Chat kommt von Plaudern. Bot von Roboter. Ein ChatBot schenkt uns also die Illusion von einer Unterhaltung – schriftlich, in einem Chat-Programm oder mündlich, durch Geräte wie Amazon Echo. Jeder vierte Deutsche kann sich vorstellen eine solche zu führen. Und warum auch nicht? Sie übertrifft das Gespräch mit manch einem Artgenossen.

 

Gewinnt Martin Schulz die nächste Wahl zum Bundeskanzler?
Die deutsche Bundeskanzlerin ist die CDU-Politikerin Angela Merkel.

Elias

 

Wieso ändert sich das Porto für den Brief von Jahr zu Jahr?
Ja, das wüsste ich auch gern. Ich versuche aber gerne eine Frage zu E-POST zu beantworten.

Jana

 

Gibt es Aliens?
Worauf wollen Sie hinaus? Wenn ich mal nicht weiter weiss, finden Sie die Information, die Sie suchen vielleicht in unserem Glossar oder über unsere Suche: suche.bundestag.de/search_bt.do

Adler

 

Dass der Adler „weiss“ und nicht „weiß“ schreibt, liegt sicher daran, dass viele der ChatBot-Familien aus dem Silicon Valley kommen. (Das ist dieses Traumland auf der anderen Seite der Welt, in dem das neue Öl verarbeitet wird.) Die meisten Sprösslinge – inzwischen mehr als 34.000 – leben auch hierzulande auf Facebooks Messenger. In diesem sozialen Netzwerk hält sich der gemeine Kunde gerne auf und Facebook tut alles, damit er die geschützte Umgebung nicht einmal im Schlaf verlässt.

Wie es sich für einen Hype gehört, versammeln sich seine Nutznießer regelmäßig: Die ChatBot Summit in Berlin konnte tonangebende Unternehmen wie Amazon, Deloitte, SAP, Facebook oder IBM als Sponsor gewinnen. Sicher hatte man nicht vergessen zu erwähnen, dass sich im 21. Jahrhundert alles um Beziehungen mit Kunden dreht.

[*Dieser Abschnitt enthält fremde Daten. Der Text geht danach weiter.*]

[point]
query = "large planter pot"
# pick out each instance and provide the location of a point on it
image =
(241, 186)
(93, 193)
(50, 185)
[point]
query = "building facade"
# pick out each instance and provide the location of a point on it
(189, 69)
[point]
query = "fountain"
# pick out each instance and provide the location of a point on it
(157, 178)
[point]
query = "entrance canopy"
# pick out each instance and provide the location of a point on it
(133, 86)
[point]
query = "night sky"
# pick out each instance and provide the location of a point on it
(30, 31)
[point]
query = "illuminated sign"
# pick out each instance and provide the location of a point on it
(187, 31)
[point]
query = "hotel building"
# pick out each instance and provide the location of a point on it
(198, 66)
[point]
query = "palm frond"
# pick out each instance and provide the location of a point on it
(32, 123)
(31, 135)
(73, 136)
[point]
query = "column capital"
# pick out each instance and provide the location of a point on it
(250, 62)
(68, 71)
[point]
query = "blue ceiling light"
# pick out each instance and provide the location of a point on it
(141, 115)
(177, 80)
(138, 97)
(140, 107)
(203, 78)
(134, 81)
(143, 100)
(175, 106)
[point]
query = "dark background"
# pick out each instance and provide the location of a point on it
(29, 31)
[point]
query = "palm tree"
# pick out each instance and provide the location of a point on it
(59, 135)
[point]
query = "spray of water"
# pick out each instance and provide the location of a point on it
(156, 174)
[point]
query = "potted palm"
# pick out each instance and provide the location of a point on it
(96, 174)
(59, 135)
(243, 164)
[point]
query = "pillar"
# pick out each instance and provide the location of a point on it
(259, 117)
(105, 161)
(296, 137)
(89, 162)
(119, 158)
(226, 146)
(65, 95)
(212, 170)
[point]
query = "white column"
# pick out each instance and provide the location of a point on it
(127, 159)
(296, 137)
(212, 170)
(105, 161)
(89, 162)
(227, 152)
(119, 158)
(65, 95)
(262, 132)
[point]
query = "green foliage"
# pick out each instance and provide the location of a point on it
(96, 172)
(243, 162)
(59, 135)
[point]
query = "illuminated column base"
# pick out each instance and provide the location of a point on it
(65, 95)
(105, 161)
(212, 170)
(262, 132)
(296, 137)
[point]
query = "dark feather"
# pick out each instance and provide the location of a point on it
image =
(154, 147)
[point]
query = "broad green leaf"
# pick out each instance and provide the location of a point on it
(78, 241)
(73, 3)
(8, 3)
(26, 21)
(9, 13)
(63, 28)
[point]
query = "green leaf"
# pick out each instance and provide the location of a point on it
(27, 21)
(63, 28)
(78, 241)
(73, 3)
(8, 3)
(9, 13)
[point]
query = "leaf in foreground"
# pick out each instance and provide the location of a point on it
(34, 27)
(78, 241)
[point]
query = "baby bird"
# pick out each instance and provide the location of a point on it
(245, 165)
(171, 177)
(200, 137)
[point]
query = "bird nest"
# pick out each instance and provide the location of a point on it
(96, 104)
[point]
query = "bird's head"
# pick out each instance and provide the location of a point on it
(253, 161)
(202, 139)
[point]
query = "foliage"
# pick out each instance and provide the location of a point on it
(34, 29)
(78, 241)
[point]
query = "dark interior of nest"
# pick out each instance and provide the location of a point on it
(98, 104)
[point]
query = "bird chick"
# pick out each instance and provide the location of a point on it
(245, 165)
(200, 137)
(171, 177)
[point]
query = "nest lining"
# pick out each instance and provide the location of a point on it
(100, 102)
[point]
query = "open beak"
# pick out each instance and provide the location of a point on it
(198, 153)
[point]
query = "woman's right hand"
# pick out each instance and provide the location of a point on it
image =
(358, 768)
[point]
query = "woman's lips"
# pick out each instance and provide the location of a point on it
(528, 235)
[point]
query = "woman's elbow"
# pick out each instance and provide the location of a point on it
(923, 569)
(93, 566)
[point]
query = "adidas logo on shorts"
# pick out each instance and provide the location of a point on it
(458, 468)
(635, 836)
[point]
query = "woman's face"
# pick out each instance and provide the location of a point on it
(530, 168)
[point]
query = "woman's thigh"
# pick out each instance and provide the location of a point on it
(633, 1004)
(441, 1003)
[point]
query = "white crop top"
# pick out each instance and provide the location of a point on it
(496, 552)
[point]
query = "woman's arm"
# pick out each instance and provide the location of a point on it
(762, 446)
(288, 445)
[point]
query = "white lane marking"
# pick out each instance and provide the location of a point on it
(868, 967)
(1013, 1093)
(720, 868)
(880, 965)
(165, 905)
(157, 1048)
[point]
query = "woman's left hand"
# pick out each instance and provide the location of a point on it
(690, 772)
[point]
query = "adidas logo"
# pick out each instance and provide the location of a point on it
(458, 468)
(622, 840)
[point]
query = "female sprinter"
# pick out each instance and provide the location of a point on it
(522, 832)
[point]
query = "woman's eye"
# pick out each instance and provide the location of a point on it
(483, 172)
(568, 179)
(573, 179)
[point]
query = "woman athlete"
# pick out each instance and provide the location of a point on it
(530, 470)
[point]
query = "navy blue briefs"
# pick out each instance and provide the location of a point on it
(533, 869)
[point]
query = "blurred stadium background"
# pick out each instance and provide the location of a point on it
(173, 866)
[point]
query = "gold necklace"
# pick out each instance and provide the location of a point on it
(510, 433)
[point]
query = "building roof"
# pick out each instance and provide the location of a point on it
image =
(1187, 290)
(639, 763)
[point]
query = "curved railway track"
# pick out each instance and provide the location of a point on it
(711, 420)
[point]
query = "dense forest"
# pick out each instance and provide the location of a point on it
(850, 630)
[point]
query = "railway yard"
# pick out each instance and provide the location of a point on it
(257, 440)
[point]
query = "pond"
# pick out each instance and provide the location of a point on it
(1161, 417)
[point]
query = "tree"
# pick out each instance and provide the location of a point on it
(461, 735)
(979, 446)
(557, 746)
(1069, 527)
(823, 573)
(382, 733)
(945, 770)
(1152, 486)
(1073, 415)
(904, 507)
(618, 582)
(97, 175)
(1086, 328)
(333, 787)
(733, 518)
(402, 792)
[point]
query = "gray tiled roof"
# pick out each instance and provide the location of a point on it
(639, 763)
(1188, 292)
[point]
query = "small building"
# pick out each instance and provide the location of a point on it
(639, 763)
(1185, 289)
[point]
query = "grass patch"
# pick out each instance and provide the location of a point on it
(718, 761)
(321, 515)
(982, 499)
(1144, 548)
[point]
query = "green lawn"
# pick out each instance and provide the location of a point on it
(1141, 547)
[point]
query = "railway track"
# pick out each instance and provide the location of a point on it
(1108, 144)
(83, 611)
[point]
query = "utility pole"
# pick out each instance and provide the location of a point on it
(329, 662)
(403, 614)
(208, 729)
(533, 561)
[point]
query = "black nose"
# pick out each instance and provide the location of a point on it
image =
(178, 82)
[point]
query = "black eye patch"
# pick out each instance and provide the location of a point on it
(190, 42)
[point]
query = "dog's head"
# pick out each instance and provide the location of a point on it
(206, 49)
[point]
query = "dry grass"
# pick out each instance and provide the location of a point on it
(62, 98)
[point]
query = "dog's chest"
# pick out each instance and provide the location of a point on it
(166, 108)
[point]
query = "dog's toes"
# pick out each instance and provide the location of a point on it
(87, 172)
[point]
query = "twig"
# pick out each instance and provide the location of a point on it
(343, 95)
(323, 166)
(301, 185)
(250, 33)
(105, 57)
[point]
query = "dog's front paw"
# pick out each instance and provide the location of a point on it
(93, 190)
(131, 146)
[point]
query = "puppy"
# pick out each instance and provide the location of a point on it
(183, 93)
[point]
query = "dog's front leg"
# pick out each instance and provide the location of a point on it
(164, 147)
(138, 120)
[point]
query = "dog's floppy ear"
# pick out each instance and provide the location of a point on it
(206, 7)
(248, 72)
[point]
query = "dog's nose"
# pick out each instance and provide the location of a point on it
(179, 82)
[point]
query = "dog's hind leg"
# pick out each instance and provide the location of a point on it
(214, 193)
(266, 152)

Wir könnten hier noch lange so weiterreden – ich habe noch mindestens achtzig Seiten Recherchematerial. Aber vielleicht sind Sie ja auf die Idee gekommen, selbst eine Unterhaltung mit Ihren Kunden zu simulieren. Das geht natürlich ganz leicht, zum Beispiel mithilfe von Dexter. Über mögliche Konsequenzen informieren Sie sich bitte im Kleingedruckten. Ihre Kunden werden es zu schätzen wissen. Genauso wie einen durchdachten Ansatz, bei dem Mensch und Maschine aufeinander abgestimmt zu seinem Wohl handeln.